Chapter 14
HomeNow that you understand how sorting works, never write your own sort in a contest. The built-in sort is faster, correct, and one line.
Replace your 8-line bubble sort with a single function call — O(N log N) instead of O(N²).
void bubble_sort(vector<int>& arr) {
int n = arr.size();
for (int i = 0; i < n - 1; i++) {
for (int j = 0; j < n - i - 1; j++) {
if (arr[j] > arr[j + 1]) {
swap(arr[j], arr[j + 1]);
}
}
}
}
sort(arr.begin(), arr.end()); // O(N log N)
#include <algorithm> (already in <bits/stdc++.h>).
fn bubble_sort(arr: &mut [i32]) {
let n = arr.len();
for i in 0..n - 1 {
for j in 0..n - i - 1 {
if arr[j] > arr[j + 1] {
arr.swap(j, j + 1);
}
}
}
}
arr.sort(); // O(N log N)
.sort() is a method on Vec<T> and slices.
Sometimes you need to sort by a different order — descending, or by a specific field. Both languages let you provide a custom comparator.
sort(arr.begin(), arr.end(), greater<int>());
// or a custom lambda:
sort(arr.begin(), arr.end(),
[](int a, int b) { return a > b; });
arr.sort_by(|a, b| b.cmp(a)); // or: arr.sort(); arr.reverse();
Sort the array first, then solve the problem. This pattern appears constantly — finding the median, checking if two arrays are anagrams, scheduling problems.
Given N (odd), sort the array and print the middle element.

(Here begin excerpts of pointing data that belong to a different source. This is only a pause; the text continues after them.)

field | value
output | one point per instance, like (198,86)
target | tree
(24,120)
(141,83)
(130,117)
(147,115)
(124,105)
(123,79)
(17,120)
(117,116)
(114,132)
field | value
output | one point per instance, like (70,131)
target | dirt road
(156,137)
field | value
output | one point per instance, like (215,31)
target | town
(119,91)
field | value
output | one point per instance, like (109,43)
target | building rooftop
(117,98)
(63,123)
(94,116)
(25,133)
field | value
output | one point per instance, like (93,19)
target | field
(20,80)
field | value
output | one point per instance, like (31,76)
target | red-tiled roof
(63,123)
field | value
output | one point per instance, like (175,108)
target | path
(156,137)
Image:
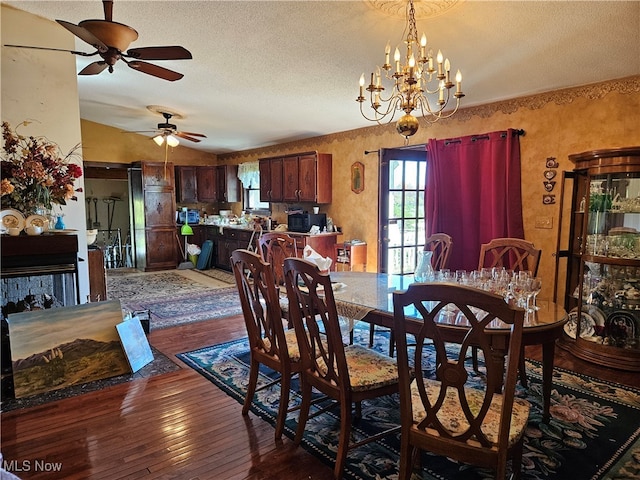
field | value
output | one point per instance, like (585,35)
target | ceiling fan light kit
(422,83)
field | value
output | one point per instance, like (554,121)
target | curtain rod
(519,132)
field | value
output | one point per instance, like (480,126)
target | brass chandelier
(420,84)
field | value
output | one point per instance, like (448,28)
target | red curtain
(473,192)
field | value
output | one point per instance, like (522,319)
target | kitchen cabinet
(186,184)
(198,238)
(153,215)
(602,290)
(351,256)
(231,239)
(304,177)
(97,275)
(323,243)
(228,185)
(206,185)
(270,179)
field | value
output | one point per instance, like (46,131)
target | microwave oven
(192,216)
(302,222)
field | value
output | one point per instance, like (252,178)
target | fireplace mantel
(46,254)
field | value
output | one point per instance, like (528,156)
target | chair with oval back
(270,344)
(347,374)
(274,247)
(514,254)
(443,409)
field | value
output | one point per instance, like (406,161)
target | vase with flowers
(35,173)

Sample input: 5 8 3 9 1 6 Expected output: 6
#include <bits/stdc++.h>
using namespace std;
int main() {
int n; cin >> n;
vector<int> arr(n);
for (int i = 0; i < n; i++) cin >> arr[i];
sort(arr.begin(), arr.end());
cout << arr[n / 2] << "\n"; // middle index
return 0;
}
use std::io::{self, Read};
fn main() {
let mut input = String::new();
io::stdin().lock().read_to_string(&mut input).unwrap();
let nums: Vec<i32> = input
.split_whitespace()
.map(|x| x.parse().unwrap())
.collect();
let n = nums[0] as usize;
let mut arr: Vec<i32> = nums[1..=n].to_vec();
arr.sort();
println!("{}", arr[n / 2]);
}
💡 Sort-first thinking
Many problems become easy once the data is sorted. "Is this a permutation of that?" Sort both — if they're identical, yes. "What's the closest pair?" Sort first, then check adjacent elements.
sort() (C++) or .sort() (Rust) — O(N log N), never O(N²).